Est-ce pour redorer son blason ? C'est à partir de ce moment que la Maison Dior devint omniprésente à Versailles. LVMH flirtait déjà avec ce lieu patrimonial incontournable pour un grand groupe français, qui plus est numéro un mondial du luxe, mais essentiellement en son nom. LVMH y aurait même été le premier mécène français, finançant en 1992 la création d’espaces d’exposition dans l’aile nord. Depuis, le groupe apporte son soutien à des restaurations, des acquisitions d’oeuvres ou des expositions...
Mais en 2013, alors que les tournages de pubs Dior se succédaient à Versailles, l’établissement public annonça un mécénat exceptionnel de la marque cette fois : la restauration de la Maison de la Reine au Hameau, ce village d'opérette créé pour Marie-Antoinette. Quand les travaux démarrèrent en 2016, le bâtiment disparut sous une bâche estampillée Dior où l'on pouvait voir des mannequins en tenue maison. Plus visible encore, depuis l’été 2014, Dior s'afficha sur la façade même du château, grâce à une autre bâche masquant le chantier du Pavillon Dufour qui devait durer plus d’un an et demi. Confiée également à l’artiste Pierre Delavie, elle « mettait en scène les photographies des modèles les plus emblématiques de la Maison dans un décor de pierre et de verdure ». Mécénat pour la presse, il s’agissait en réalité d'un acte de parrainage, plus commercial. Officiellement décoratives, ces deux bâches étaient pourtant bien publicitaires, mais sans autorisation administrative comme la loi l’exige pour des monuments historiques, et contraires même à la législation du mécénat pour celle du Hameau.
Toutes ces actions croisées n'ont qu'un seul but, fusionner l’image de l'entreprise avec celle de Versailles. « En inscrivant une silhouette Dior entre deux arcades du bosquet des Colonnades, expliquait encore l’artiste, on dévoile une harmonie naturelle.
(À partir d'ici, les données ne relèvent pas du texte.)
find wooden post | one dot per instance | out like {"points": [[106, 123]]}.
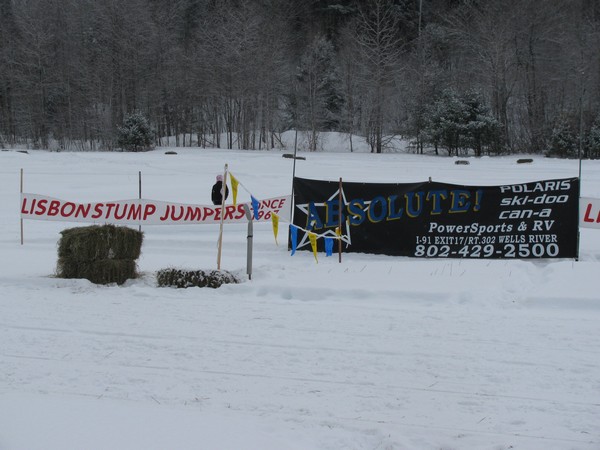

Comme si notre inconscient collectif s’attendait à entendre le bruissement des robes dans les allées ». Une stratégie marketing d’alliance avec le domaine, de marque à marque. Car Dior est désormais aussi mécène des manifestations versaillaises d’art contemporain : Anish Kapoor en 2015, Olafur Eliasson l’année suivante. Dans la foulée, elle lança une collection de haute joaillerie directement inspirée des lieux, baptisée « Dior à Versailles » et présentée « dans l'ambiance feutrée d'une galerie des Glaces reconstituée » décrit un magazine. On atteint un tel degré d'appropriation que ce n'est plus le monument qui inspire Dior, mais presque l'inverse quand la marque décrète : « Le château de Versailles, icône du luxe et de l’art de vivre à la française, est un lieu Dior par excellence ».